A chamada divisão do trabalho é filha de um sistema que condena as massas a trabalhar o dia inteiro, a vida inteira numa mesma e monótona tarefa. Mas se levarmos em conta a limitação do número dos verdadeiros produtores da riqueza em nossa sociedade atual e como se dilapida esse trabalho, haveremos de reconhecer que Franklin tinha razão ao dizer que cinco horas de trabalho diário bastariam, em geral, para proporcionar a cada indivíduo, numa nação civilizada, as comodidades de que agora só uns poucos podem usufruir, contanto que todos tomassem parte na produção. Mas de lá para cá alguma coisa avançou, mesmo no ramo mais atrasado da produção, como mostramos nas páginas anteriores. Mesmo nele a produtividade do trabalho pode aumentar imensamente, tornando-se fácil e atrativo.

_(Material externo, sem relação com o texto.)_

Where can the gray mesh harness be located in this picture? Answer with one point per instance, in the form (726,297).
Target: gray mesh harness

Mais da metade da jornada de trabalho ficaria assim livre para que cada qual se dedicasse ao estudo das ciências e das artes ou a qualquer ocupação de sua preferência. E o trabalho no seu campo seria tão mais proveitoso quanto mais produtivo fosse o trabalho realizado no resto do dia, se a dedicação à ciência ou à arte fosse produto da inclinação natural e não questão de conveniência e interesses. Ademais, uma comunidade organizada sob o princípio de que todos sejam trabalhadores, seria bastante rica para convir em que todos os seus membros, homens ou mulheres, a uma certa idade, dos quarenta em diante por exemplo, fossem liberados da obrigação moral de tomar parte direta na execução do trabalhado braçal, podendo assim se dedicar completamente ao que mais lhe agradasse no terreno da ciência, da arte ou qualquer outro. E os avanços de todo gênero e em todos os sentidos surgiriam seguramente de tal sistema. Numa semelhante comunidade, não se conheceria a miséria em meio à abundância nem o dualismo da consciência que envenena a nossa existência e afoga todo nobre esforço, podendo-se livremente empreender o voo em direção às mais altas regiões do progresso, compatíveis com a natureza humana.


Notas:


[1] – A química é, em grande parte, uma exceção a esta regra. Será porque talvez o químico seja, sob certo aspecto, um trabalhador braçal? Aliás, nos últimos dez anos, presenciamos uma verdadeira ressurreição nas invenções científicas, principalmente na física, isto é, num ramo em que o mecânico e o homem da ciência estão frequentemente juntos.